True Nostalgia

By Matt Trueman

True Nostalgia

I dare say, dear readers, that I might have destroyed any past blissful ignorance of obscenity around the broom cupboard. You may well have slumped into despairing nihilism. Alas, the following is of the utmost import for your tiny brainwashed minds: the Smurfs were Communists.

Not authoritarian, freedom-of-speech inhibiting Stalinists, but a civil and truly utopian vision of Communism. Never was Farmer Smurf purged out of the village by a rabid paedophile-style mob. Nor was Vanity Smurf (not the only gay in the village) castrated with hammer and sickle.

Instead, all the Smurfs co-existed quite perfectly, each performing their own role, with their common titles, in their identical mushroom huts, with identical smoking chimneys, in their little commune, if you will. Food was grown for all by Farmer Smurf (kulak), everyone's roofs repaired by Handy Smurf and there were smiles all round thanks to Jokey Smurf.

The only sense of hierarchy was the leadership of Papa Smurf, but with his white beard and red costume, he may as well have been Marx himself. Similarly the bespectacled Brainy Smurf, the only one to think against the system, represented Trotsky minus ice-pick.

Still unconvinced? Well, consider the Smurf adversary extrordinaire: Gargamel was to Smurfs what Roy Whiting was to Neighbourhood Watch. Initially, his raison d'etre was to capture Smurfs in order to turn them into gold. A regular little Wafic Saïd, eh?

Furthermore, the wizard owned his cat/sexual slave Azreal, giving him less chance of escape than Ken Bigley and the same level of freedom as Hussein and Milosevic combined.
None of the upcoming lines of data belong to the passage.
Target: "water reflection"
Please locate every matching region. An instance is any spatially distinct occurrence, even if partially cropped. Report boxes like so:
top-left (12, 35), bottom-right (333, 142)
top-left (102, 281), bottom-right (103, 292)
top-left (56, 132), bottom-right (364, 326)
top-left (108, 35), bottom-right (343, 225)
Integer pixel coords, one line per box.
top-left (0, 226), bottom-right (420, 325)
Finally, allow me the liberty of the ultimate shock: not only were the Smurfs Commie bastards, they were also benders. Vanity Smurf and Handy Smurf engage in homoerotic banter of Graeco-Roman calibre at every possible opportunity, conforming to the Graham Norton and Mr T stereotypes respectively.

And all this in America at the height of the Cold War. Who said censorship was everywhere?